Des chercheurs italiens espèrent obtenir l'autorisation d'exhumer les restes de Léonard de Vinci, conservés au château d'Amboise, pour procéder à une reconstruction faciale du maître avec l'objectif de résoudre une énigme qui divise les experts: la Joconde est-elle un autoportrait ou pas?

«Nous ne savons pas ce que nous trouverons si la tombe est ouverte», reconnaît Giorgio Gruppioni, un anthropologue participant au projet. «Si les restes sont bien conservés, ils constituent une archive biologique qui témoigne d'événements de la vie d'une personne et parfois de sa mort.»

Le chef de l'équipe de chercheurs, Silvano Vinceti, espère présenter bientôt le projet aux autorités françaises. L'autorisation d'exhumer le génie de la Renaissance est loin d'être acquise, et ne sera accordée qu'après une longue procédure. Le dossier devrait notamment être examiné par le ministère de la Culture.

Léonard de Vinci s'installe en France en 1516 à l'invitation de François Ier, qui le nomme «premier peintre, ingénieur et architecte du roi». Il meurt en 1519 à l'âge de 67 ans, au manoir du Clos Lucé (appelé alors le Cloux), près du château royal d'Amboise. Son lieu initial d'inhumation, l'église collégiale Saint Florentin, a été détruit durant la Révolution, ses restes présumés étant ensuite enterrés à la chapelle Saint-Hubert, dans l'enceinte du château d'Amboise.

Il y a «un grand point d'interrogation» sur l'identité des restes, souligne Alessandro Vezzosi, directeur du musée dédié au peintre à Vinci, en Toscane, la ville d'origine de l'artiste. M. Vezzosi, qui ne participe pas au projet, souligne que l'exhumation pourrait permettre d'authentifier les ossements avec certitude et résoudre d'autres questions, comme la cause de sa mort. Il précise avoir demandé l'ouverture de la sépulture en 2004 pour étudier les restes, mais n'a pas obtenu l'autorisation.

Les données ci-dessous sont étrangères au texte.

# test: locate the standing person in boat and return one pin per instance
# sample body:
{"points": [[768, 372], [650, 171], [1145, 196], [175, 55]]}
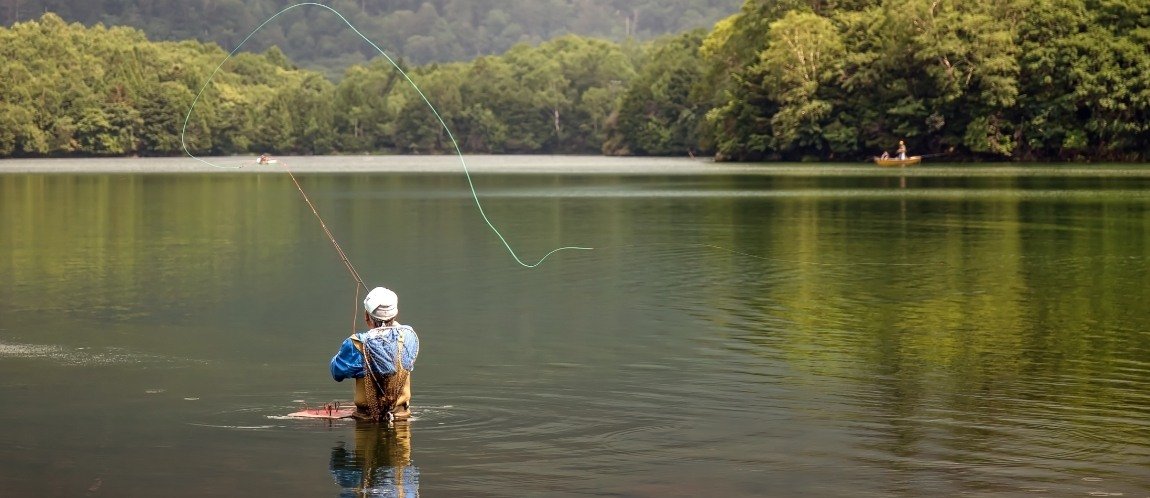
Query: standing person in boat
{"points": [[381, 360]]}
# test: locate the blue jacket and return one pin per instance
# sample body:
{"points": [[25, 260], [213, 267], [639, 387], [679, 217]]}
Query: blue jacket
{"points": [[381, 343]]}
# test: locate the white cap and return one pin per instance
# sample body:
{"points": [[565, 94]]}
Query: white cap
{"points": [[382, 304]]}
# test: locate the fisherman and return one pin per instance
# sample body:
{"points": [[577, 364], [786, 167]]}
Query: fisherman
{"points": [[381, 360]]}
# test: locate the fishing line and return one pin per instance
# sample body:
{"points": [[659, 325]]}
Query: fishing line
{"points": [[443, 123]]}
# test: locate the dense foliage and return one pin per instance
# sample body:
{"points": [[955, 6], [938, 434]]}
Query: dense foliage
{"points": [[420, 31], [787, 79]]}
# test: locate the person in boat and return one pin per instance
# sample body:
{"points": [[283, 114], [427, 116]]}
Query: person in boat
{"points": [[381, 360]]}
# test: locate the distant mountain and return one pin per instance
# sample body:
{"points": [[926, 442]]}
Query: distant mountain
{"points": [[416, 31]]}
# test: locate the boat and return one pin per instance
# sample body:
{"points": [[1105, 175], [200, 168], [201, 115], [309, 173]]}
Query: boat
{"points": [[899, 162]]}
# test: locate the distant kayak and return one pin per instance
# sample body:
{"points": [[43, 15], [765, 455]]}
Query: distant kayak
{"points": [[895, 161]]}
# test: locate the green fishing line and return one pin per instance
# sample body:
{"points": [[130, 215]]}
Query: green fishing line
{"points": [[459, 152]]}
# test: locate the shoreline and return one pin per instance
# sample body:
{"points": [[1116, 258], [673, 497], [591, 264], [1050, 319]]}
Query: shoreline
{"points": [[369, 163], [537, 165]]}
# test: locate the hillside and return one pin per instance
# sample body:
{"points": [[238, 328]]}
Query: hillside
{"points": [[418, 31]]}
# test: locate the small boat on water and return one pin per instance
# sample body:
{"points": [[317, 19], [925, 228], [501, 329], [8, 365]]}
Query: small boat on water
{"points": [[899, 162]]}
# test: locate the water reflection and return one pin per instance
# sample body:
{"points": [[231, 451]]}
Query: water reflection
{"points": [[378, 465]]}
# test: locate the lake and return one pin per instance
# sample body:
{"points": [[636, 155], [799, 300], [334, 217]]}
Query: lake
{"points": [[833, 330]]}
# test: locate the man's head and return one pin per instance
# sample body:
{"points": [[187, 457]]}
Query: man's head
{"points": [[381, 305]]}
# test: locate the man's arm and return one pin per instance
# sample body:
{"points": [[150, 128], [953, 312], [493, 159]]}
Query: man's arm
{"points": [[347, 362]]}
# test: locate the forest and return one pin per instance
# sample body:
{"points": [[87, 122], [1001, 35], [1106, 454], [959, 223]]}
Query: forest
{"points": [[777, 81], [421, 31]]}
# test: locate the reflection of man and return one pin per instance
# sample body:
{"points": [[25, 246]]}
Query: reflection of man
{"points": [[381, 464]]}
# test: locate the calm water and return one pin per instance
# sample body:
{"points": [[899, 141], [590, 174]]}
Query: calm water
{"points": [[784, 330]]}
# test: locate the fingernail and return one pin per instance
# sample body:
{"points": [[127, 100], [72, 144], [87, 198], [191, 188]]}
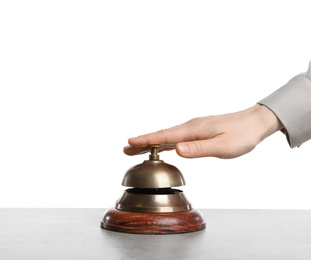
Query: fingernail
{"points": [[183, 148]]}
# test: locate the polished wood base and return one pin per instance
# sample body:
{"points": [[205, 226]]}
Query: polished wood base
{"points": [[153, 223]]}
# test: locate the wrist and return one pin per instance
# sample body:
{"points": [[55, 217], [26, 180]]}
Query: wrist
{"points": [[268, 121]]}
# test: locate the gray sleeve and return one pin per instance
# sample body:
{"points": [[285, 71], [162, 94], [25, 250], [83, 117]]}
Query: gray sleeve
{"points": [[292, 105]]}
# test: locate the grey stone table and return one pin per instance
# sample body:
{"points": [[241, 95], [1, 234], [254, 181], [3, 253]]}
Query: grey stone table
{"points": [[230, 234]]}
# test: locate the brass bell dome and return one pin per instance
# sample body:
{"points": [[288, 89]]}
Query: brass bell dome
{"points": [[153, 173], [151, 191]]}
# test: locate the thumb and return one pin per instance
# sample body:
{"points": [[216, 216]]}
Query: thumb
{"points": [[214, 147]]}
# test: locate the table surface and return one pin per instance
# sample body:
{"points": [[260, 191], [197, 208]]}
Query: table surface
{"points": [[229, 234]]}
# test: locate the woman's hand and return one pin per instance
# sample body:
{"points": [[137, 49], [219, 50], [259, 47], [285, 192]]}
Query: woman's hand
{"points": [[223, 136]]}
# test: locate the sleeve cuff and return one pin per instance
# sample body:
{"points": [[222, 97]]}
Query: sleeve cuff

La centaine d'experts impliqués dans le projet, baptisé Comité national pour le patrimoine historique et artistique, a été créé en 2003 pour «résoudre les grandes énigmes du passé», précise M. Vinceti, auteur de livres sur l'art et la littérature.

Le mystère plane depuis longtemps sur l'identité du «modèle» qui a inspiré la Joconde. La thèse «traditionnelle» est qu'il s'agit de Lisa Maria Gherardini, épouse du riche marchand de soie Francesco del Giocondo. Certains chercheurs ont aussi évoqué une concubine du mécène florentin de l'artiste, Julien de Médicis, voire la mère de Léonard de Vinci. Et il y a aussi la théorie d'un autoportrait déguisé, qui intrigue et divise les experts.

L'équipe de chercheurs espère dater au carbone 14 les os censés se trouver dans la tombe. Des tests ADN pourraient être pratiqués pour authentifier les restes, à condition de pouvoir disposer d'un autre échantillon d'ADN de Léonard de Vinci, ce qui pourrait s'avérer compliqué, reconnaît M. Gruppioni.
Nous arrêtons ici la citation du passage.